アローン「…中々思い通りの絵が書けぬ…。」
筆を手に持ちながら窓へと目を向けると月が煌めいており、何処か神秘的に感じる。そのまま月を眺めていると大きい鳥が月を横切るのが見えて目を細めて見てみた。
見覚えのある同じ修道服と純白の髪…だが、純白の髪の大半が深紅に染まっているのが解った。…紛れもなくアレイスだ。

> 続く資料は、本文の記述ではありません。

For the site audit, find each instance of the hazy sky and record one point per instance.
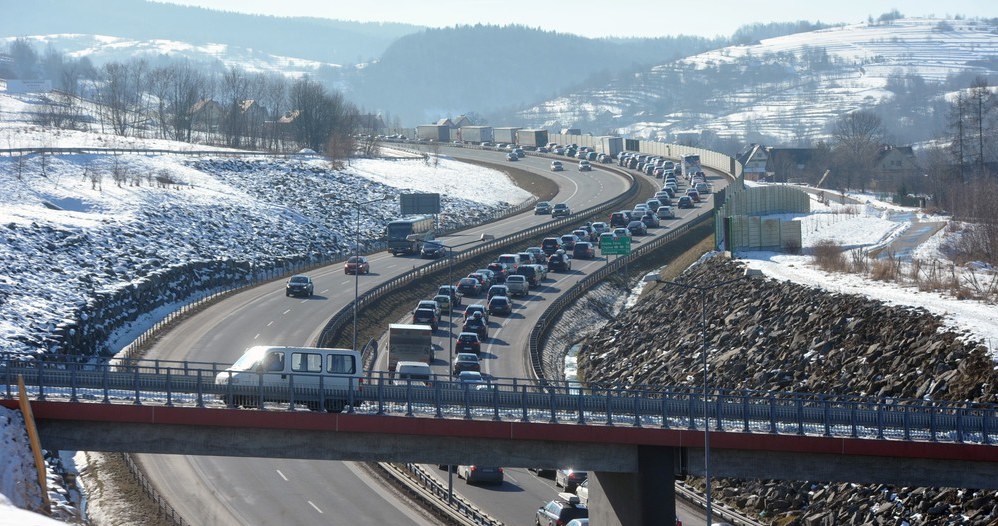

窓を開けて身を乗り出して良く見詰めるとアレイスの乗っている鳥が砂となって消えていくのが見え、アレイスの身体が傾いて地面へと落下していく。
それを阻止しようと窓から飛び降り、アレイスへと近づいて落下していくアレイスの身体を受け止めてそのまま空中でアレイスの顔をまじまじと見た。
月光に照らされている顔には血の気がなく、余程血を流したのか僕と同じ修道服は湿っていた。取り敢えず横抱きにしたまま先程飛び降りた自分の部屋の窓へと入り、ベッドへアレイスを寝かせた。
枕やシーツがアレイスの血で汚れていくが気にもせずに病状を見ようとアレイスの身体を俯せにして切られているであろう背中を見る。
アローン「傷が…ない…。」
そう、傷がないのだ。切られたから血が出ていた筈なのにその切られた傷がどこにも見つからない。彼女は、一体…。